Compared to C/C++/Fortran, this for-loop will probably be orders of magnitude slower!

This happens because during the execution step CPython mostly interprets instructions. There is some level of optimization involved though. Here is a simplified schematic of how this is invoked:

flowchart TD a[Source code in .py files] --> tok[Tokenizer] tok --> ast[Abstract Syntax Tree] ast --> c[Byte-code: __pycache__] c --> d[Machine code in Python Virtual Machine] d --> c

Important

While doing so, the interpreter

  • evaluates a result, expression-by-expression.
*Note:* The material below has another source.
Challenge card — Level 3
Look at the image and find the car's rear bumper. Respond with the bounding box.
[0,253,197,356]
  • every intermediate result is packed and unpacked as an instance of object (Python) / PyObject (CPython API) behind the scenes.

Type-Along

Try out the following code in Python Tutor

import io

def rms_from_text_file(f):
    """Compute root-mean-square of comma-separated values."""
    rms = 0
    n_samples = 0
    
    for line in f.readlines():
        fields = line.split(",")
        x, y, z = float(fields[0]), float(fields[1]), float(fields[2])
        # compute root-mean-square value
        rms += ((x**2 + y**2 + z**2) / 3) ** 0.5
        n_samples += 1
        
    return rms / n_samples


fake_file = io.StringIO("""\
0.27194615,0.85939776,0.76905204
0.51586611,0.59174447,0.06501842
0.23109192,0.8260391,0.08045166
""")

avg_rms = rms_from_text_file(fake_file)

Be aware that this is a simplified version of the execution. Since it does not go into the expression level. However you can get an idea of the intermediate objects being returned and the way the interpreter parses the code.

Discussion

In the previous episode, we described I/O, Memory and CPU bound bottlenecks. For the above use case and algorithm, and not necessarily the same code, what kind of performance issue arise,

  1. when the file becomes long, with several millions of lines?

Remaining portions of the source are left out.